One particularly special event she hosted for charity was her annual Christmas party, where she would invite underprivileged children from her hometown of Newark, New Jersey in order to bring them much needed festive happiness.
In 1999 for the 10th annual edition, her local news station picked up on her Christmas bash and promoted the incredible work she did on a yearly basis for a decade.
"I remember growing up here. I remember a lot of good times, and I remember a lot of hard times." Whitney expressed in a moment of sincerity.
"Those times haven't changed, so I come back to make those times a little easier if I can."
And she certainly keeps the spirit of Christmas alive, giving bags full of gifts for children that would otherwise have gone empty handed.

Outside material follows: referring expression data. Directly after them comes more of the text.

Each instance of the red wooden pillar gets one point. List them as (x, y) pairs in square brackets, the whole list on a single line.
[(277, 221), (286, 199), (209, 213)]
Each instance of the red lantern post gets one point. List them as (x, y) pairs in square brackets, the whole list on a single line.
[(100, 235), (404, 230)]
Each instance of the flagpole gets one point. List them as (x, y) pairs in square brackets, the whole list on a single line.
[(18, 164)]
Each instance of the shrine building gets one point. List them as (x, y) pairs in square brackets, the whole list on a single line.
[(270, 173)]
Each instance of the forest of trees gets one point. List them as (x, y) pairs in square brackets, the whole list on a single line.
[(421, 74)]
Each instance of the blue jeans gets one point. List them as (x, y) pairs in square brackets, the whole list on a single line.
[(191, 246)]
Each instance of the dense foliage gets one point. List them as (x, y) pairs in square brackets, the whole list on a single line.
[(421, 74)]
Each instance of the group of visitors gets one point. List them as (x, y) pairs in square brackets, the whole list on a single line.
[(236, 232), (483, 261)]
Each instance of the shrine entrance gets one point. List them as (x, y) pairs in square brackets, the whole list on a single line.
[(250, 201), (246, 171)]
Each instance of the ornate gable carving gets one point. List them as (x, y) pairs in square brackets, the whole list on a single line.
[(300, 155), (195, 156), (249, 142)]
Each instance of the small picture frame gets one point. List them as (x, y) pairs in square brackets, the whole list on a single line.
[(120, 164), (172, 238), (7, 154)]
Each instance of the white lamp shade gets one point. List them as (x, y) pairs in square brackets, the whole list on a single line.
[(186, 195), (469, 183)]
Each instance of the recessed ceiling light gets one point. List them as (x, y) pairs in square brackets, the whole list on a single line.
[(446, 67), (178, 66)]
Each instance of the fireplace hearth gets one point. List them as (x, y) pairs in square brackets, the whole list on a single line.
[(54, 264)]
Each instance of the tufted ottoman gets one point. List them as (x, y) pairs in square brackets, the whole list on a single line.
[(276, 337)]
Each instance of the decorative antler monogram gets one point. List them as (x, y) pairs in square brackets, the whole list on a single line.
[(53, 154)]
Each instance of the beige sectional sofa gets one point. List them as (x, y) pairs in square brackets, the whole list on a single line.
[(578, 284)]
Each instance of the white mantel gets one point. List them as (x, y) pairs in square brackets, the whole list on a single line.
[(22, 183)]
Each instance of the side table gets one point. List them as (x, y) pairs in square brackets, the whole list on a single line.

Of course, Whitney contributed hundreds of thousands of dollars to multiple charities such as Fighting AIDS, Fighting Cancer, The Children's Defense Fund, and The National Birth Defects Center, but her Christmas parties were all about sheer celebration.
In 1989, she even founded her own charity: The Whitney Houston Foundation for Children was formed to help sick and homeless children.
Her charity worked toward the prevention of child abuse, taught children to read, built inner city parks and playgrounds, and even provided college scholarships.
Whitney was dead-set on rebuilding lives and creating opportunities for children with limited chances. It's testament to the kind of passionately generous and caring person she was.
Celebrated for her seemingly endless donations to charity, Whitney was honoured for her philanthropy by the VH1 Honors in 1995, The First Annual Triumphant SPIRIT Awards by Essence Magazine in 1997, and 1998 Trumpet Awards (organised by Ted Turner).
After Whitney tragically passed away, The Whitney E. Houston Legacy Foundation was formed in 2020 to continue the incredible work she established throughout her life.
She'll always be remembered as a true music icon, but Whitney Houston was much more than that. She was a true humanitarian.